Understanding the microbial ecology of a system requires that the observed population dynamics can be linked to their metabolic functions. However, functional characterization is laborious and the choice of organisms should be prioritized to those that are frequently abundant (core) or transiently abundant, which are therefore putatively make the greatest contribution to carbon turnover in the system. We analyzed the microbial communities in 13 Danish wastewater treatment plants with nutrient removal in consecutive years and a single plant periodically over 6 years, using Illumina sequencing of 16S ribosomal RNA amplicons of the V4 region. The plants contained a core community of 63 abundant genus-level operational taxonomic units (OTUs) that made up 68% of the total reads.

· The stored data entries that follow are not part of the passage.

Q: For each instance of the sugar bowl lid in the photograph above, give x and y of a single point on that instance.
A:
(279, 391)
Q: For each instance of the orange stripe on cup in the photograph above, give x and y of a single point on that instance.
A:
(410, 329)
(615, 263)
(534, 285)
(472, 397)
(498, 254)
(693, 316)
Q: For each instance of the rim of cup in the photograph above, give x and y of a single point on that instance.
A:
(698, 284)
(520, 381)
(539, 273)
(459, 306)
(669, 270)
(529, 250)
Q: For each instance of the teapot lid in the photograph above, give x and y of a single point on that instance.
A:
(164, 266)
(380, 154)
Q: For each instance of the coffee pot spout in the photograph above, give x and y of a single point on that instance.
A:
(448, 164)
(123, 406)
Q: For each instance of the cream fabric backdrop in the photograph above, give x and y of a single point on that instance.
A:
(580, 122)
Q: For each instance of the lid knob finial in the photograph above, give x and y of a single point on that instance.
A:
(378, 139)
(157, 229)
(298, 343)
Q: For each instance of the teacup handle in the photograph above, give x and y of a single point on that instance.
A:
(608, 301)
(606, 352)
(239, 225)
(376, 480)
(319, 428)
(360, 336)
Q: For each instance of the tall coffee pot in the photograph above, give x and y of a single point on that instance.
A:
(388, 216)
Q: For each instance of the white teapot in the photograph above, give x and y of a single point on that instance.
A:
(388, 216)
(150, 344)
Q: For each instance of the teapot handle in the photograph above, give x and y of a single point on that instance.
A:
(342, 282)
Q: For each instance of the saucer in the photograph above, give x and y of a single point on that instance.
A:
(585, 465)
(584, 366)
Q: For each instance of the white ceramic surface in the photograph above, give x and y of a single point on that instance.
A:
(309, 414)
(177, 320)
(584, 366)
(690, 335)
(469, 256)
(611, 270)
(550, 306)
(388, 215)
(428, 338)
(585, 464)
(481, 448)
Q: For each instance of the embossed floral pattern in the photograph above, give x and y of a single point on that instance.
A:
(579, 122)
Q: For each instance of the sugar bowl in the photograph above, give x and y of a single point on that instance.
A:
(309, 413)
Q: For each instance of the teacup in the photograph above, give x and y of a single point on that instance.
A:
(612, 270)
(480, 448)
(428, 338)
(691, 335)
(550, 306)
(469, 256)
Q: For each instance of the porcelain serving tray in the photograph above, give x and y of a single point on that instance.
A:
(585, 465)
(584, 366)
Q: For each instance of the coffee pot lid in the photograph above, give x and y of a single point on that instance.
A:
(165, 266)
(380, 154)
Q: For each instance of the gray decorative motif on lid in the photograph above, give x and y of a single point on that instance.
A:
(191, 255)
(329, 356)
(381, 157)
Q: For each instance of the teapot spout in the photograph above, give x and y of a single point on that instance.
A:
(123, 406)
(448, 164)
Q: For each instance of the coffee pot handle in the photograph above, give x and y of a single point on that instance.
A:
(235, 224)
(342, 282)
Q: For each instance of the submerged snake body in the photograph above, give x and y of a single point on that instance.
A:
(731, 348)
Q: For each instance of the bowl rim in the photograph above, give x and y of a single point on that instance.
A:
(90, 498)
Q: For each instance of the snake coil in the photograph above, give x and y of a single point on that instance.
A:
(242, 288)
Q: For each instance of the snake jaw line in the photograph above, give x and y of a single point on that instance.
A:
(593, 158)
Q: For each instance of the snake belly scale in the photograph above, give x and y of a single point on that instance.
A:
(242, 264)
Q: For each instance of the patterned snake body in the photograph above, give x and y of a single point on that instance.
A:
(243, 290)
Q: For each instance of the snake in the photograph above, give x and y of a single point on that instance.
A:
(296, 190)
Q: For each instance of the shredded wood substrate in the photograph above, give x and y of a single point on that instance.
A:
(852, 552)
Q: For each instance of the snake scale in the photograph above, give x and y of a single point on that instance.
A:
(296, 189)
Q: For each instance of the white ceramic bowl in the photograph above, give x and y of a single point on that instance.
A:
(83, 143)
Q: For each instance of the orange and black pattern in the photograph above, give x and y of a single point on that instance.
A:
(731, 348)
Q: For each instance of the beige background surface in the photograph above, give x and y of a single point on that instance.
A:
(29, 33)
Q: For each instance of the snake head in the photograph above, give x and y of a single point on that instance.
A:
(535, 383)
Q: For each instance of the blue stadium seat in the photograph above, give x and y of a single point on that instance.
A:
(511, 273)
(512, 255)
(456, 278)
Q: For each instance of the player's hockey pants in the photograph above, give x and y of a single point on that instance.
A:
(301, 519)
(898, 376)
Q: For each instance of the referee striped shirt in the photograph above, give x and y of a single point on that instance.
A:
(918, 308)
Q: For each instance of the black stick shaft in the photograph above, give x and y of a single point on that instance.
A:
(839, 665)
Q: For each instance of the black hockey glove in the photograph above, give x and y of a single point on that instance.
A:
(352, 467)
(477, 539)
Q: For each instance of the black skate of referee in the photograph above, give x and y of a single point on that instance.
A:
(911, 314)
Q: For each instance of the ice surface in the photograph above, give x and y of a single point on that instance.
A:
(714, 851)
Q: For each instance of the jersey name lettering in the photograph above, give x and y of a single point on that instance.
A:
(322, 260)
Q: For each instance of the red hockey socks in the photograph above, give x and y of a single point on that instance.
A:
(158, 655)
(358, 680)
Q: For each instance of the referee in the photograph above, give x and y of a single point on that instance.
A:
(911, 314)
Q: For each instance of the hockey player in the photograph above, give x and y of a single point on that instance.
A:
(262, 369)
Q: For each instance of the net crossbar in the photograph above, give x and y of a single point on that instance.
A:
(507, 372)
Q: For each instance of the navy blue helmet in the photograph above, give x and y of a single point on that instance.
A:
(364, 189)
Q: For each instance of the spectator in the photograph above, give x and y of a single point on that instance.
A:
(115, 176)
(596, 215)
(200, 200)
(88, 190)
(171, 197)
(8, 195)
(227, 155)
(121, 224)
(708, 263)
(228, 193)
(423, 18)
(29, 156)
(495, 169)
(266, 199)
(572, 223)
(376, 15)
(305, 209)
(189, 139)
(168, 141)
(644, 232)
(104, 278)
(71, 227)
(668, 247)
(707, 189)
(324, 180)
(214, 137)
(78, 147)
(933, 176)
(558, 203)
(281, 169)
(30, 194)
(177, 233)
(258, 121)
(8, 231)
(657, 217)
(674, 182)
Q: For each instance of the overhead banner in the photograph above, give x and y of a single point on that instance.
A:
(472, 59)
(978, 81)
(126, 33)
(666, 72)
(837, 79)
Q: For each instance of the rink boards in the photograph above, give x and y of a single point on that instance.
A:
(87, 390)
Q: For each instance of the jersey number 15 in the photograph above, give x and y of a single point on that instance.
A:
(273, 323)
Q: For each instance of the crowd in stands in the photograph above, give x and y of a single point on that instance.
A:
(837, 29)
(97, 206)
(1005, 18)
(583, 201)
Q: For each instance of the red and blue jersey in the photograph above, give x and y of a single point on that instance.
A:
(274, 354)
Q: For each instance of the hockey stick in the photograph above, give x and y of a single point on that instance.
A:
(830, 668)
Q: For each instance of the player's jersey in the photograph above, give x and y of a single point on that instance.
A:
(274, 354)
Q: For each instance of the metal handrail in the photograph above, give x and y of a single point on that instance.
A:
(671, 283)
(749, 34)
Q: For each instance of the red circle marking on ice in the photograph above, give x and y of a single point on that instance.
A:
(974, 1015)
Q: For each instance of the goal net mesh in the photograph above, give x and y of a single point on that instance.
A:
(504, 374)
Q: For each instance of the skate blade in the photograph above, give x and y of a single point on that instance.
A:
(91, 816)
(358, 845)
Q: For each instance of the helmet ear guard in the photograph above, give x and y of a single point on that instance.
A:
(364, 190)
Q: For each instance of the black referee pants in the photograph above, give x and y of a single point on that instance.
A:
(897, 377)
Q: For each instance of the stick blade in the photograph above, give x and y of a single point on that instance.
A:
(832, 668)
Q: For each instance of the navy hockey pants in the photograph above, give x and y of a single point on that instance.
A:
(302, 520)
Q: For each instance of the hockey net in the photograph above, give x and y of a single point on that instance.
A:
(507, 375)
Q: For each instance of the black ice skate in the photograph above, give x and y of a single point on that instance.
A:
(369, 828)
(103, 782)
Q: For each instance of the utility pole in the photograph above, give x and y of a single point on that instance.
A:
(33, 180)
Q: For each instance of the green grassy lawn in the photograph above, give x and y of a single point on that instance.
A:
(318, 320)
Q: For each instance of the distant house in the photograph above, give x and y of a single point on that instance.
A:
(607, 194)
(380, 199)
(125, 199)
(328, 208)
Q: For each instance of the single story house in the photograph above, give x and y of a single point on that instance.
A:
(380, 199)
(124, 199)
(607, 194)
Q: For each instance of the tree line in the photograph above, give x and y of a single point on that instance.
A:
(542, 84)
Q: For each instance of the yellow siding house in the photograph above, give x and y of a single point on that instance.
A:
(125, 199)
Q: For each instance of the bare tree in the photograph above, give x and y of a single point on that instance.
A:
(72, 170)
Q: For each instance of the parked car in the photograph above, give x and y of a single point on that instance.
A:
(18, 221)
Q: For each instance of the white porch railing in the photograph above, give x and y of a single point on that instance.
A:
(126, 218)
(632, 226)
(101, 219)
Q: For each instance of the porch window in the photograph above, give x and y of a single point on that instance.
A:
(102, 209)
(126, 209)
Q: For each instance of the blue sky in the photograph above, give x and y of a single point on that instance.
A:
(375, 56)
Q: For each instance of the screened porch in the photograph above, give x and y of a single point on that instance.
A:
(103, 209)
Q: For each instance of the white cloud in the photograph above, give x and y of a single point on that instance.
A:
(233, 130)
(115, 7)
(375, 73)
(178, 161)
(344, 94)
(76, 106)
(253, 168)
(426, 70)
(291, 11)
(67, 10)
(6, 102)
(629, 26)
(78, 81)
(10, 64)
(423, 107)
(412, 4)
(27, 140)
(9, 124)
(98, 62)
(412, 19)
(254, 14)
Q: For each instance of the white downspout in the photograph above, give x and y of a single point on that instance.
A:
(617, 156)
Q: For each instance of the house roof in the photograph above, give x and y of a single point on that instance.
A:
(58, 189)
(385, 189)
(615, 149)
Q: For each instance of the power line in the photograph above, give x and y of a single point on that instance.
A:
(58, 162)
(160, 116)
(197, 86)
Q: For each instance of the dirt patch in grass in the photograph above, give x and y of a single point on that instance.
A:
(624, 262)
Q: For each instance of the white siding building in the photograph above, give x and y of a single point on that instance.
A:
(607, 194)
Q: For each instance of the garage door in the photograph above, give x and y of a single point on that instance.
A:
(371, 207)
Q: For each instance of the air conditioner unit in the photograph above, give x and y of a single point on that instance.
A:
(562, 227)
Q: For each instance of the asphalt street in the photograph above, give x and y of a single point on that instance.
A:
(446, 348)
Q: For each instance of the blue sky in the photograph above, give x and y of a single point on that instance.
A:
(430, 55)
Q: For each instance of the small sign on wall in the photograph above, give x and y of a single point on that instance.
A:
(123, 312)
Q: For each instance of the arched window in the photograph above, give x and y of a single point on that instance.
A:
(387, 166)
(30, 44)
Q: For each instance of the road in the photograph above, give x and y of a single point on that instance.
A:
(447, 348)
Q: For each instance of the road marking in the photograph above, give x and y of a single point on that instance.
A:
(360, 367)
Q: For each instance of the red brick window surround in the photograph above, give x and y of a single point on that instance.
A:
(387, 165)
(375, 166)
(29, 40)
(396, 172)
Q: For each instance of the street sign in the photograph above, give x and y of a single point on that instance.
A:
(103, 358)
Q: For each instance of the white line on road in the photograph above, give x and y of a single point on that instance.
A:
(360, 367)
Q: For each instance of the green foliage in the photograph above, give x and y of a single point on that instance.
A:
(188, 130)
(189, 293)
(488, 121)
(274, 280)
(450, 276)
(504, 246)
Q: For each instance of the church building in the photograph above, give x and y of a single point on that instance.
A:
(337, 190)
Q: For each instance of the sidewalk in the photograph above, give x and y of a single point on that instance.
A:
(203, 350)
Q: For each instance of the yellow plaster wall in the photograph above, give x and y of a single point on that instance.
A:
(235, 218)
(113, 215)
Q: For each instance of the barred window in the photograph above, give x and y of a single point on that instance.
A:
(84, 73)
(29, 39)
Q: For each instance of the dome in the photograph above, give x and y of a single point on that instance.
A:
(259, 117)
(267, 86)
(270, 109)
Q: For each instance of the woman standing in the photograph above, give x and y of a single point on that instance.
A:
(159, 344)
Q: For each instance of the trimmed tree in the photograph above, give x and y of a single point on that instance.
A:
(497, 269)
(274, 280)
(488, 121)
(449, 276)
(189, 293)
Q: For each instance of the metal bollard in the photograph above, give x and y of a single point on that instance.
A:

A core community consisting of abundant OTUs was also observed within the incoming wastewater to three plants. The net growth rate for individual OTUs was quantified using mass balance, and it was found that 10% of the total reads in the activated sludge were from slow or non-growing OTUs, and that their measured abundance was primarily because of immigration with the wastewater. Transiently abundant organisms were also identified. Among them the genus Nitrotoga (class Betaproteobacteria) was the most abundant putative nitrite oxidizer in a number of activated sludge plants, which challenges previous assumptions that Nitrospira (phylum Nitrospirae) are the primary nitrite-oxidizers in activated sludge systems with nutrient removal.

Figure 1

Frequency distribution of OTUs across samples. Core OTUs common to all 26 samples. Core and frequently observed OTUs made up a larger fraction of the total reads than transiently observed OTUs. The number of samples in which each OTU is observed against (a) the number of OTUs observed at each frequency and (b) the bars denote the relative read abundance of OTUs observed at each frequency and the lines present the cumulative total these frequencies from most- to least-frequently observed (lines). Colors denote OTUs clustered at genus-level (green, 94%), species-level (red, 97%), subspecies-level (blue, 99%).

Figure 2

Cumulative read abundance across 26 activated sludge samples. Cumulative read abundance (mean±SD) of species-level OTUs plotted in rank order for the 26 samples. In each sample, the 10 most abundant OTUs made up 40% (±10%) of the total reads on average and the 100 most abundant OTUs made up 78% (±6.8%). OTUs were considered abundant in a sample when they were among the OTUs making up the top 80% of reads.

Figure 3

Comparison of observation frequency and frequency of high abundance. Genus-level OTUs were plotted with slight transparency (alpha=0.2) such that darker points indicate more OTUs with those characteristics at that position. The OTUs were then classified as (a) Group 1: always abundant (26 samples, red), (b) Group 2: frequently abundant (⩾10 samples, yellow), (c) Group 3: transiently abundant in ⩾1 sample, green) and (d) Group 4: not abundant in any sample (gray). This was compared with the frequency at which the OTU was observed: transient (<20 samples), frequent (⩾20 samples) or core (26 samples).

Figure 4

Boxplot of the abundance of the top 50 genus-level OTUs (by median). The upper and lower bounds of boxes denote the 25th and 75th percentiles and the lines denote the max and min values, outliers are shown as dots. OTU labels are the lowest assigned taxonomic rank.

Figure 5

Relative abundance of 99% OTUs Tetrasphaera across 13 plants. The relationship between the OTUs is presented as a maximum likelihood phylogenetic tree; the branches are colored to denote OTUs from Clade 1 (blue), Clade 2 (yellow) and Clade 3 (red). The size of the circles denotes the relative abundance of each OTU.

Figure 6

Comparison of the read abundance in the activated sludge and the net growth rate for the Aalborg East plant. Points are colored by their abundance in the influent wastewater, and taxa >1% in the wastewater are named. Few abundant species-level OTUs had a low net growth rate, indicating that their abundance was due to contribution from the influent bacteria.

Figure 7

Read abundance of nitrite-oxidizing bacteria. Nitrospira (gray) and Nitrotoga (black) in activated sludge samples from 13 plants taken during summer of 2008 and 2009. The NOBs in most plants were dominated by Nitrospira, but Nitrotoga dominated in some cases.